U.S. Sen. Richard Blumenthal said he’s calling upon all of President-elect Donald Trump’s cabinet nominees to release their tax returns to the Congressional committees that will oversee their nominations.
Blumenthal’s request comes after his Democratic colleagues in the U.S. Senate made a similar request last week. Following that request, the Trump transition team — in a memo obtained by The Associated Press — called it a “PR stunt with zero precedent designed to arm opposition researchers.”
Connecticut Republican Party Chairman JR Romano agreed. “There’s no question that Dick Blumenthal likes to create news where there is none,” Romano said.

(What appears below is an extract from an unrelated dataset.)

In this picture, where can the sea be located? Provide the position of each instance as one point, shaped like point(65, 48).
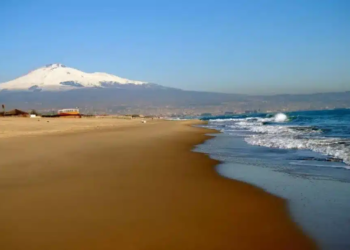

But Blumenthal argued at a Legislative Office Building press conference in Hartford that the nominees to cabinet posts are all very successful. They are millionaires and in at least three cases they are billionaires. Some of them have ties to special interests and foreign governments, according to Blumenthal.
“The president-elect promised that he would drain the swamp. That he would increase the credibility and trust of the United States government,” Blumenthal said. “The best way to ensure greater credibility and trust for his cabinet is to require full disclosure of their tax returns.”
Blumenthal said already several of the committees require tax returns. The Senate committees on Budget, Finance and Homeland Security and Governmental Affairs require nominees to submit their tax returns.
Blumenthal said he’s presuming the nominees have nothing to hide and should be more than willing to provide tax returns, even if it’s not mandated.
Disclosure of tax returns derailed at least two of President Barack Obama’s nominees back in 2009. Tom Daschle withdrew his name from consideration for secretary of health and human services when it was disclosed that he failed to pay $128,000 in taxes for using a friend’s chauffeur or car service. Nancy Killefer, who was nominated that year to be chief White House performance officer, also pulled her name from consideration because of unpaid payroll taxes for a household employee.
Beyond cabinet positions, Blumenthal is hoping to encourage Trump himself to release his tax returns.
Trump is the first major party candidate in decades not to release his tax returns before being elected. That decision has legal experts debating whether his business dealings, especially those involving foreign governments, may violate the Emolument Clause of the U.S. Constitution.
The clause states that “no Person holding any Office of Profit or Trust under them, shall, without the Consent of the Congress, accept of any present, Emolument, Office, or Title, of any kind whatever, from any King, Prince, or foreign State.”
Quinnipiac University Constitutional Law Professor William Dunlap said it’s pretty clear, but not absolutely clear that the Emolument Clause applies to the president of the United States.
Dunlap said he believes the Emolument Clause does apply to Trump and his business dealings, but admits there are arguments that can be made against its application.
He said the arguments that the Emolument Clause does not apply to Trump are primarily historical. For instance, George Washington took some gifts from France, so he did not feel he was bound by the clause and Alexander Hamilton, as secretary of the treasury, was asked to compile a list of all the officers of the United States and their salaries. The 90-page list did not include the president, the vice president or members of Congress, eliminating elected officials from the list, Dunlap said.
Dunlap said he thinks the strongest evidence that the clause applies to the president is the plain language of the constitution.
Blumenthal said Republican lawmakers have not dismissed Democratic calls for greater disclosure.
“We all know that far too often special interests get their way in Washington,” Blumenthal said. “The best way to stop special interests, or big corporations from getting their way is to require more disclosure. Sunlight is the best disinfectant.”
Blumenthal said he’s not asking for the tax returns to be made public, but they should be disclosed to the Congressional committees conducting the confirmation hearings.